[Date Prev][Date Next][Thread Prev][Thread Next][Date Index][Thread Index]

Re: [idn] What's wrong with skwan-utf8?



A terminological quibble here:

>   I guess I still don't get why some people are so focused on UTF-8.  
> UTF-8 is an 8-bit encoding of the UCS.  ACE (whatever flavor) is a 7-bit
> encoding of the UCS. 

UTF-8, UTF-16, and UTF-32 are encoding forms of Unicode (or the UCS,
if you prefer). These have a privileged status in the standard(s), and
are implemented as processing forms of the encoded characters, as
well as interchange forms. People treat UTF-8 streams as streams of
the *characters* themselves, not as cryptographic puzzles to be teased
apart by the appropriate API before the characters can be identified.
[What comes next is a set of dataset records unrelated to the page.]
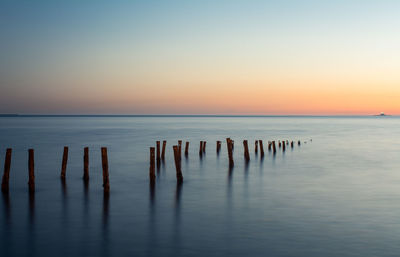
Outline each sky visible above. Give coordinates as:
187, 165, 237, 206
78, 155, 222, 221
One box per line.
0, 0, 400, 115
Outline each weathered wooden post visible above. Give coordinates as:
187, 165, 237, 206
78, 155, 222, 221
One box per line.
28, 149, 35, 193
1, 148, 12, 193
161, 140, 167, 160
149, 147, 156, 183
199, 141, 203, 156
185, 142, 189, 157
243, 140, 250, 162
258, 139, 264, 157
226, 137, 234, 168
61, 146, 68, 179
172, 145, 183, 183
83, 147, 89, 181
101, 147, 110, 194
156, 141, 161, 166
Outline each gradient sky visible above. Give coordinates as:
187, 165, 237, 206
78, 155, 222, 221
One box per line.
0, 0, 400, 115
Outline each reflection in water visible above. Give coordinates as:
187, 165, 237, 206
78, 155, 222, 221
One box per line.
171, 182, 183, 256
27, 191, 36, 256
80, 179, 90, 256
61, 179, 68, 222
2, 192, 11, 223
0, 192, 12, 256
83, 179, 89, 217
29, 191, 35, 226
102, 193, 110, 256
147, 182, 156, 256
227, 165, 233, 201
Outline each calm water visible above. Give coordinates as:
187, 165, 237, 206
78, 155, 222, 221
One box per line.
0, 117, 400, 256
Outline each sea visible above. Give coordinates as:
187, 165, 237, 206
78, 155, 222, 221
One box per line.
0, 115, 400, 257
ACE, on the other hand, is one of a large class of things that are
referred to as transfer encoding syntaxes in the Unicode Character Model.
It is an explicit reshuffling of the bits to meet the bit-pattern
constraints of one or more protocols that can't handle the encoding
forms per se. Nobody is going to use ACE (or LACE or RACE or *ACE) as
a processing form of the encoded characters, nor will they use ACE
as a generic interchange form for the encoded characters, in any
but the protocols concerned with IDN.

That said, I am not advocating one or the other particularly as
an IDN solution. (I see that the ACE advocates have strong arguments
in their favor.) But you need to understand that UTF-8 and ACE are
not just morally equivalent "encodings" to understand why UTF-8
advocates would be so focussed on it.

--Ken